Third, though this overlaps the loud point, you enact the

loudness or softness in your playing. It’s not just that loud music is louder,

attacked more sharply, and has a different energy; it feels different, it’s

about something else. So you have to render that something else in your playing.

The orchestra I heard almost never did that.

Which leads to the final point: loud and soft playing ought

to look different. Oh, I can just imagine some of the howls I might get from

saying this. We’re supposed to be above putting on a cheap show. We’re not

supposed to act out for the audience what’s going on in the music. We’re

supposed to care more for the music than for our performance. And so on, and so

on, and so on. But people deeply invested, completely committed to playing music

in any certain way are going to reflect that certain way in their bodies. Can’t

be helped. Body language rules. It speaks more loudly, in many ways, than any

conscious utterance (speech, music, conscious gestures). One look at somebody,

and you can tell a lot about what they’re really feeling. The members of this

orchestra looked no different when they were playing loudly than when they

played softly.

This leads us to a chicken and an egg. They didn’t look any

different because they weren’t playing or thinking any differently. But they

also didn’t play or think differently because they weren’t moving differently.

Now we get back to their musical education. Very likely they were taught not to

move very much when they played. Certainly students are often taught this now.
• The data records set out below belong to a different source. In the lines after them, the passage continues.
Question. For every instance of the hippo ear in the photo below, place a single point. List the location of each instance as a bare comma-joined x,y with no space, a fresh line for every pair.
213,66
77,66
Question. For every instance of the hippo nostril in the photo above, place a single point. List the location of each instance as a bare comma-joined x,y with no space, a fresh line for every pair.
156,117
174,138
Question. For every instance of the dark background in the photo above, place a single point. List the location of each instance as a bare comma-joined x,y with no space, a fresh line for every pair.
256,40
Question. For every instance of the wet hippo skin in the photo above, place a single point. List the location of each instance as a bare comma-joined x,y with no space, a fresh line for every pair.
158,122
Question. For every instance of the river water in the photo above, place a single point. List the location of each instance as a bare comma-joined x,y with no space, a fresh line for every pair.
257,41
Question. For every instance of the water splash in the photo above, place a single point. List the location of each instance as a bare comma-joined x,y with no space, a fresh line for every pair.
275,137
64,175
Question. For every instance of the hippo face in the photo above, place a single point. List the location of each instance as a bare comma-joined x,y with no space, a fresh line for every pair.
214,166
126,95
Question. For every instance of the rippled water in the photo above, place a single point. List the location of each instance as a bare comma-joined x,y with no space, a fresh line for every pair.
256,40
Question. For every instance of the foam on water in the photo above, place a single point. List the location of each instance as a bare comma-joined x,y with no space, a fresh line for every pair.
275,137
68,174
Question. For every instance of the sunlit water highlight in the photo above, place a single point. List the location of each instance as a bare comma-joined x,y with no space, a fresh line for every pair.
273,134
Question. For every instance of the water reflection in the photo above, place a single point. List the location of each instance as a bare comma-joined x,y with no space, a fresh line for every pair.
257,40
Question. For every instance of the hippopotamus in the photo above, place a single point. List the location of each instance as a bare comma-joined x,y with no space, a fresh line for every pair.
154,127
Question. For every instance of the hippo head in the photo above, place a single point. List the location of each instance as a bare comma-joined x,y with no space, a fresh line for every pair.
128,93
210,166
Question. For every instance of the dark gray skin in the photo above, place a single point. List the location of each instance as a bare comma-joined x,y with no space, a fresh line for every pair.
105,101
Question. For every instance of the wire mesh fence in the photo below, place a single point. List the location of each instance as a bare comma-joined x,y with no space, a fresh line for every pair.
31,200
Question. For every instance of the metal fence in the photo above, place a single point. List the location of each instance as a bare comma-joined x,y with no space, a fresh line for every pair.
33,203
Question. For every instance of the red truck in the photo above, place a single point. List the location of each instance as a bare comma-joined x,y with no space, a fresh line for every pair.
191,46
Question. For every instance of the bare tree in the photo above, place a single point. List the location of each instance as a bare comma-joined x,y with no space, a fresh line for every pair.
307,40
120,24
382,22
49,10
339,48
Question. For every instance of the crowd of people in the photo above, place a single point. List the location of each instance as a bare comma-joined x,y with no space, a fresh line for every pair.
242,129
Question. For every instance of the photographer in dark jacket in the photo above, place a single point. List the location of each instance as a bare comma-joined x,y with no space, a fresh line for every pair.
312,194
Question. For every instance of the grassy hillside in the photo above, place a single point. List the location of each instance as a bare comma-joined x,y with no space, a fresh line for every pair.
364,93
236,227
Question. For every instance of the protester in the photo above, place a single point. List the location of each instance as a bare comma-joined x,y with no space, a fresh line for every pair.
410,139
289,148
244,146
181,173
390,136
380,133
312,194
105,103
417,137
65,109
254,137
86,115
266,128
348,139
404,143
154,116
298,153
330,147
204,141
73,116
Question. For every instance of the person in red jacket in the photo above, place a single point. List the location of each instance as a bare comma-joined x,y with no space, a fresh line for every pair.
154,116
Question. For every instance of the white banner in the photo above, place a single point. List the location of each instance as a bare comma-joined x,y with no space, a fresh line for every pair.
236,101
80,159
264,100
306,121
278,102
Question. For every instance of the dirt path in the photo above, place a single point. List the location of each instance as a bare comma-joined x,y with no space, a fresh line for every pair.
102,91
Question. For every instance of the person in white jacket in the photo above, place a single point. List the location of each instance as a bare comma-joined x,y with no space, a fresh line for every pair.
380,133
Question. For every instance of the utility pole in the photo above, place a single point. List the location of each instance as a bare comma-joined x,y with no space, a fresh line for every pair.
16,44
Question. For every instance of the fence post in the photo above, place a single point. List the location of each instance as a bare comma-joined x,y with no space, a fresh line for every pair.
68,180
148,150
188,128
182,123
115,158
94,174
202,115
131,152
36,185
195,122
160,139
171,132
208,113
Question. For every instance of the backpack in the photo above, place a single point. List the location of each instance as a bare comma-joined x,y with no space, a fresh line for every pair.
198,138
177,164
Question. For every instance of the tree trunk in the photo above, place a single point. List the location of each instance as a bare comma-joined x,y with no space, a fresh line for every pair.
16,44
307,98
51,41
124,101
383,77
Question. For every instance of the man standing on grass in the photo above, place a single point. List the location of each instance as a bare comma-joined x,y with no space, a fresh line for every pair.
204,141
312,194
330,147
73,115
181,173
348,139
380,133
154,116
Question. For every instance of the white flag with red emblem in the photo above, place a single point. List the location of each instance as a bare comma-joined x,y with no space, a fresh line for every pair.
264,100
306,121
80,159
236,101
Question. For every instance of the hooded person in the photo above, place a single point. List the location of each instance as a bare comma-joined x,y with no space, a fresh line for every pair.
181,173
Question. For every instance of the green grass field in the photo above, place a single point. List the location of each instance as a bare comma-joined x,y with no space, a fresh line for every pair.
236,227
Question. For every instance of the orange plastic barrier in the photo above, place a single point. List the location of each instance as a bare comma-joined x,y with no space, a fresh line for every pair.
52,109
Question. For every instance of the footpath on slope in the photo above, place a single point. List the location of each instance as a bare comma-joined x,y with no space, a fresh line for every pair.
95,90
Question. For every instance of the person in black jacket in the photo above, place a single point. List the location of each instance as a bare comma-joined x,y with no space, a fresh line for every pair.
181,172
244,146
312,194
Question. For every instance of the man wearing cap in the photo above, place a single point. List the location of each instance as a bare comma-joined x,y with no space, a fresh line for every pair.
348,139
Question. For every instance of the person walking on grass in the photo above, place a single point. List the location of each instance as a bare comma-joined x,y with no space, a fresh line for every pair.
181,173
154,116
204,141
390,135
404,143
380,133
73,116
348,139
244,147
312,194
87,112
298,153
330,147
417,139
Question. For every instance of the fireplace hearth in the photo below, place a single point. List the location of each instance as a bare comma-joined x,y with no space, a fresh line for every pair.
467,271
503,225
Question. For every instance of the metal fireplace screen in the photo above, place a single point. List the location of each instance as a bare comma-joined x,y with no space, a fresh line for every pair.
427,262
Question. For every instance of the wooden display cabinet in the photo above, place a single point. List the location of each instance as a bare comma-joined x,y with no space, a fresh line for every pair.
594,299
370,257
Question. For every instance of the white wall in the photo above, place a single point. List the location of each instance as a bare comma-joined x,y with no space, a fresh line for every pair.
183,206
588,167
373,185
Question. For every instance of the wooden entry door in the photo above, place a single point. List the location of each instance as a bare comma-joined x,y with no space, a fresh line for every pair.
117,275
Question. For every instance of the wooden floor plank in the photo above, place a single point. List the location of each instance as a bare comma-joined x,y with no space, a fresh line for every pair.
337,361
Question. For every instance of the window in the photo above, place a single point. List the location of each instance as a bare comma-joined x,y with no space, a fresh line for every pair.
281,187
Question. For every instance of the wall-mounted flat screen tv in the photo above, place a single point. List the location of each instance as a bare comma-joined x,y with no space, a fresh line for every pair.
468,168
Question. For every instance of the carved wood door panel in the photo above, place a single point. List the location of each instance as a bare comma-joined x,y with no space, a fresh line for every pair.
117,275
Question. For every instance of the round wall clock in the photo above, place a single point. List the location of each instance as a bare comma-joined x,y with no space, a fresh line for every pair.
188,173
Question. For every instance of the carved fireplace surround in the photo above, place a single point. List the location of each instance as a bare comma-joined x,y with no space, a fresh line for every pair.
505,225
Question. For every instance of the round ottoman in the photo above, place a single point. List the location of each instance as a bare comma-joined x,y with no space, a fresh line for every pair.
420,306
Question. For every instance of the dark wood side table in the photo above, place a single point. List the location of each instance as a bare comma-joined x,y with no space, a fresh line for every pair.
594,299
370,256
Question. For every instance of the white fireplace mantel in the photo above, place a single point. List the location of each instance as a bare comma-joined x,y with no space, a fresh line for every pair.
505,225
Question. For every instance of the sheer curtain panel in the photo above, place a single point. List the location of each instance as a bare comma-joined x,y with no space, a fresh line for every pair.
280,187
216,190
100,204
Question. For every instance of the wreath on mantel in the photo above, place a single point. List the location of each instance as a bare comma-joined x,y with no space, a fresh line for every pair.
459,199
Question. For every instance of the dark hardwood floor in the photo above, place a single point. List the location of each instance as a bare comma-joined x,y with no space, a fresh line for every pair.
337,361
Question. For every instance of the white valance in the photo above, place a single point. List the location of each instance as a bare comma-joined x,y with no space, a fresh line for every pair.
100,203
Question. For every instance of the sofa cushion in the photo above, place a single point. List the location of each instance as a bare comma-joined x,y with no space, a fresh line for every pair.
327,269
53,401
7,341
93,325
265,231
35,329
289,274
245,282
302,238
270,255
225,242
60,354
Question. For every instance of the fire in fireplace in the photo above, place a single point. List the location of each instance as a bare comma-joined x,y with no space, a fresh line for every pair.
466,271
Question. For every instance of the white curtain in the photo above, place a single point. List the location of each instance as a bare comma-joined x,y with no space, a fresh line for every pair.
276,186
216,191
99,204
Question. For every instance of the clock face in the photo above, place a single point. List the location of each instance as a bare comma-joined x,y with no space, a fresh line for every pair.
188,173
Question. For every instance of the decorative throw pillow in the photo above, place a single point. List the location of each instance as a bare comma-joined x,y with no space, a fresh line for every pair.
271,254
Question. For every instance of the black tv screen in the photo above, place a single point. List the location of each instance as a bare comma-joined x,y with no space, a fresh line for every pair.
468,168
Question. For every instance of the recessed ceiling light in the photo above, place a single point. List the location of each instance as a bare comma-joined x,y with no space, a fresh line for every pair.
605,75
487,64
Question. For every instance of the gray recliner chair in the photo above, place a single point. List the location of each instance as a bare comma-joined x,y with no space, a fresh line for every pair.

It’s considered dangerous for your technique, and it’s also thought to be

undignified, low-rent, not the kind of thing a classical musician should do.

Though I think it mostly tends to work the other way. Obviously you don’t want

to move in ways that really do underline your playing, but plenty of jazz

musicians move a lot, while playing cascades of notes that are blindly fast,

blindingly precise, and alive both musically and emotionally. Bass players move

a lot — they have to, to get around their instruments. Maybe that helps explain

why the basses are often the most rhythmic section (along with the percussion)

of any orchestra. Rhythm comes from the body.

So if I were working with an orchestra, and wanted to free

their fortes and their pianos, their loud playing and their soft

playing, I’d encourage them to move. “Show me you’re playing loudly. I won’t

believe it till I see it.” That’s the kind of thing an acting teacher might do.

And it works. It’s not a trick, and isn’t really aimed at the way the player

looks to the audience. It’s a way of mobilizing the energy inside.

There was one moment in this performance were loud and soft

really came alive. At the start of the final movement, the strings played a

genuine, and fabulously energetic piano. Then they made a genuine

crescendo, up to an exuberant and rhythmic forte. And I could see many of

their bodies doing all of that, especially the principal cellist’s. (And maybe

others. I can’t claim I looked at everybody in the orchestra.) There was also a

beautiful, relaxed but vibrant piano in the repeat of the trio’s first

section, in the third movement.

So here’s a terrific group, by normal standards, that at

least on this occasion didn’t play well enough. If someone from the outside,

someone who doesn’t listen much to classical music, had come to this concert,

and said, “I was bored,” I wouldn’t say, “Oh, you don’t understand Haydn. You

need some music education. You need to learn about sonata form.” I would say,

“You’re right. They played the piece, but they really didn’t live it. The music

never came alive.” Now, obviously, if you’re committed to getting something from

the performance, and you know the forms that Haydn used, you can focus your

attention, and hear what the symphony is doing.

But you shouldn’t have to work that hard. This music isn’t

difficult. Most of what it’s doing should jump from the stage to the audience in

completely unmistakable ways, and really making fortes and pianos

come alive would do a huge amount to make that happen.